Who the Hell Wrote This?

After working on the same software for the past 8 years you inherit a lot of old code. As nice as it would be to tread new ground all the time, you often just add small enhancements to existing features. The drill is pretty simple. You figure out what needs to be added, find a relevant part of the code and dive on in. Yes I’m leaving out design and all that good stuff, but that’s not part of the Dude’s story. Every now and then, however, while looking for that magic entry point (that came out dirtier than intended) I find myself staring at some of the most unintelligible, god-awful code I’ve seen in a long time. Long methods, nothing pulled out into separate classes, hard-coded values, and needless complexity in otherwise simple code. And just as I get ready to submit some choice lines to The Daily WTF, it clicks.

I wrote this.

It’s a sobering moment when you realize just how much you can suck at what you do. With this revelation comes the 5 stages of “I suck at programming” grief:

  • Denial – There’s no way I could have written this trash! I think [insert innocent co-worker here] also worked on this a little bit and he must have written a lot of this uglier stuff.
  • Anger – Why the hell did I do this?! Now this project is going to take twice as long because I have to work in the context of this pile of digital turds. Thanks, me! What a douche.
  • Bargaining - Maybe it’s not as bad as I thought. I didn’t have a whole lot of time to put into the initial design of the code. I’ll just keep with the terrible paradigm established before me and bolt on another inextensible method that does what I need.
  • Depression – Has it truly come to the point where I abandon every single design pattern I’ve learned and tightly couple all of my objects just because it lets me finish the project a few hours sooner? I feel so dirty.
  • Acceptance - I wrote bad code. It happened. While I can’t change the fact that it happened, I can take what I know now and refactor that code. Then when that’s done I’m going to write my enhancement code such that I’ll look back at this project and see just how awesome I can be!

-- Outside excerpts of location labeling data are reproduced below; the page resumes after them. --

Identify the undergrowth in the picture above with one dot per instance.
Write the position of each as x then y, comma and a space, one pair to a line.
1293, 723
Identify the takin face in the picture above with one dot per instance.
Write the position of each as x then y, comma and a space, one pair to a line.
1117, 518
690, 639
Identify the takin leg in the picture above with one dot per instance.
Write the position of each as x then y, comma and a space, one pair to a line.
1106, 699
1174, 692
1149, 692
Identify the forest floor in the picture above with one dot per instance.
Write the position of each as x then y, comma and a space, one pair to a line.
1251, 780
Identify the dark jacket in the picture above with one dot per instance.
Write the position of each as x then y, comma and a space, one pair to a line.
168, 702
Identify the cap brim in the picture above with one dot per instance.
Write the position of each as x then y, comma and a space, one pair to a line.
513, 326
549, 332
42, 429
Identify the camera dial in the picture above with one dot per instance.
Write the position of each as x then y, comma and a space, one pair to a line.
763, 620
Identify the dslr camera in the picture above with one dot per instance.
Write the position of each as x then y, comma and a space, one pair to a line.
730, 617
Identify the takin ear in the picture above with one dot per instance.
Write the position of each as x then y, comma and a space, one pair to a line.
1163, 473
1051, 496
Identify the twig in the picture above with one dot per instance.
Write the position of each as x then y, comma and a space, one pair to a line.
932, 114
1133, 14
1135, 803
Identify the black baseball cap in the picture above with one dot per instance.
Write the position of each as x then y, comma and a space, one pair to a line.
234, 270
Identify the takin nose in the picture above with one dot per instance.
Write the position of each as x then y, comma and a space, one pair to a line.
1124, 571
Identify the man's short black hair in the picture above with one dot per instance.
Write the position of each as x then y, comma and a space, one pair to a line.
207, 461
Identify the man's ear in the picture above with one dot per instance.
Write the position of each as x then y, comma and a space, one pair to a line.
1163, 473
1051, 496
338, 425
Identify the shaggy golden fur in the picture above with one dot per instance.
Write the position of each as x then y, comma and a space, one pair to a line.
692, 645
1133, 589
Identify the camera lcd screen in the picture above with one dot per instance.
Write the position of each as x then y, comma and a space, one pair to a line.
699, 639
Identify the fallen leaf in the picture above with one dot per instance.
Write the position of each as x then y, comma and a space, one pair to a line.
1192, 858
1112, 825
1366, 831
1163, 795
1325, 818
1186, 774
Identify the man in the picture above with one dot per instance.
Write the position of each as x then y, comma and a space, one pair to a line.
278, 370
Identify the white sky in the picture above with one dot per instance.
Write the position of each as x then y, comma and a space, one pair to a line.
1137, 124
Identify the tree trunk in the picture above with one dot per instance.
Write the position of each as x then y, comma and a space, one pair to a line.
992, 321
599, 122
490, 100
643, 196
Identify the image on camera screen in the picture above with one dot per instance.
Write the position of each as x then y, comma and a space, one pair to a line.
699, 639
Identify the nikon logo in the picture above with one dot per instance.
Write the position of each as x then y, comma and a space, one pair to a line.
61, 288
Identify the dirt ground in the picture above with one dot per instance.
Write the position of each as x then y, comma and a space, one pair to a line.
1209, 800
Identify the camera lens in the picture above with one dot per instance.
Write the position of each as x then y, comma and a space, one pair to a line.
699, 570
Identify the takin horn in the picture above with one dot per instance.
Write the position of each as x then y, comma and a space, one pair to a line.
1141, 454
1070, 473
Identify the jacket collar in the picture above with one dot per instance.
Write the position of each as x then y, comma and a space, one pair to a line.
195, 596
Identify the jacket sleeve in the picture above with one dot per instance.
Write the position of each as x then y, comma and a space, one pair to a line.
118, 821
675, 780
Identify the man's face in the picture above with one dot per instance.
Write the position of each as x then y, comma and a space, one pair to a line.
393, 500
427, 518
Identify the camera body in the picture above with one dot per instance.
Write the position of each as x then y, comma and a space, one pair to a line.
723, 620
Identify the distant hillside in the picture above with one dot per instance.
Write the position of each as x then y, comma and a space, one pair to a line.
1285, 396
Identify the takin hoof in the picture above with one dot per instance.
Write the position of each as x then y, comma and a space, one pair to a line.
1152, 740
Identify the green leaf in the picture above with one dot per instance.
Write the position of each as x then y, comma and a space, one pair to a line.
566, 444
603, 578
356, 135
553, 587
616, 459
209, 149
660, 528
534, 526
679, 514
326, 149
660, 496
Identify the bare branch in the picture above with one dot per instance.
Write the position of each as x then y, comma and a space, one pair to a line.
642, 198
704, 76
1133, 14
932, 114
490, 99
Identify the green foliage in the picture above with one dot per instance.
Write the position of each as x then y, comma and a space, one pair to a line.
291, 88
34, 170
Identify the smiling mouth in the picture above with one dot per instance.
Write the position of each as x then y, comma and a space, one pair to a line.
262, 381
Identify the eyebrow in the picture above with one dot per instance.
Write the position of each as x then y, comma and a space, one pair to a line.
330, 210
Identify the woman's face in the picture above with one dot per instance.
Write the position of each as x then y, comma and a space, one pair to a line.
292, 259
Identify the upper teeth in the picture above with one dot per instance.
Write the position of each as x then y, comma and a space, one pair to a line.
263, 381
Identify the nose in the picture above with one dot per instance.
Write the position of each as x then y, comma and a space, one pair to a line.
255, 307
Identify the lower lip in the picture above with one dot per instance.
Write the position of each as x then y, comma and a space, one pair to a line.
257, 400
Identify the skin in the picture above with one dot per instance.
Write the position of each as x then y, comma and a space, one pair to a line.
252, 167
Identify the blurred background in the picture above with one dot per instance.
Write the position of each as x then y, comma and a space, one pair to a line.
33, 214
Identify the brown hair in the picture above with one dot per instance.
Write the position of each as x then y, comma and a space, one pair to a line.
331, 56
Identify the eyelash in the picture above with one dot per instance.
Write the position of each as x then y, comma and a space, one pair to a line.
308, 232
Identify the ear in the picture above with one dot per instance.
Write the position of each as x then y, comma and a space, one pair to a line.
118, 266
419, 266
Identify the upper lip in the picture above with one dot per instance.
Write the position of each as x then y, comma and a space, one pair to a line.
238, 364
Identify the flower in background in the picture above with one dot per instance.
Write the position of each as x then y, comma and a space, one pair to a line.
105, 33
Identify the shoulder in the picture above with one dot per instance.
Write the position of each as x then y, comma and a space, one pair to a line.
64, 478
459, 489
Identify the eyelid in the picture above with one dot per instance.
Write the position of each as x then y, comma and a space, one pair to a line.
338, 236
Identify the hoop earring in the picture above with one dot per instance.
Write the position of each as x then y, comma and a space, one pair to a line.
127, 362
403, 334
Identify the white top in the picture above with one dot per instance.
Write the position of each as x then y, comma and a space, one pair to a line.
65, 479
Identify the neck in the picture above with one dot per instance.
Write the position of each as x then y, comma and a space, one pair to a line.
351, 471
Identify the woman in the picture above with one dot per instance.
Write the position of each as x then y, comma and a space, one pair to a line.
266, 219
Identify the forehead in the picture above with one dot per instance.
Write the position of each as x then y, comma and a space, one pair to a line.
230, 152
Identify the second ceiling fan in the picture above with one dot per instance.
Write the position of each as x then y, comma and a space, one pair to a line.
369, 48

But you won’t. One, maybe two years from now you’ll look back at that project and think that *it* was a festering pile of monkey crap, too. But that’s okay. Everyone writes bad code damn near all the time. I’d try to attribute this quote to someone but frankly it’s so ubiquitous in programming that I can’t find who said it first: great programmers aren’t born, they’re created. You’re gonna suck at programming. 10-15 years from now, you’re still going to suck at programming. The thing that separates the good programmers from the why-the-hell-would-anyone-hire-you programmers is that you constantly improve your skills.

But that only applies to the rest of you. I just finished up my most recent project at work and it’s the most awesomest code ever. So suck it.